As is the case with many innovations in public safety, governments need to balance the potential value of social media mining to prevent serious crimes with the civil rights of individual residents. And according to both Kortz and Cate, it is not only a question of whether and how governments collect social data, but also what they do once they have it. “Municipal data has a lot of potential, but it’s about how cities intervene once they have data,” said Kortz. “The way people usually think about privacy is about use and not collection,” Cate agreed.

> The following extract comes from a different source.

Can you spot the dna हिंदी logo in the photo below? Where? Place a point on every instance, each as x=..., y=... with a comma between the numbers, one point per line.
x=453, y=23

As an example of what to do with potentially incriminating data, Kortz pointed to Johnson County, KS. The county partnered with researchers from the University of Chicago to develop an early intervention system for individuals who cycle through the criminal justice, mental health, social services, and emergency services systems. The researchers generated approximately 250 features and developed a machine-learning model that output risk scores of people at risk of re-entering jail in the near future. However, instead of sending this data to the police so they can keep their eyes on certain residents, the County will send the list of people with high risk scores to the mental health center’s emergency services so these individuals can be connected to care and decrease the likelihood of future police interactions.
It’s these types of welfare-focused interventions that demonstrate the real value of social media mining. When collected with a priority on civil rights and employed to the benefit of residents, social media mining can be a tool for improving residents’ lives and the safety of communities.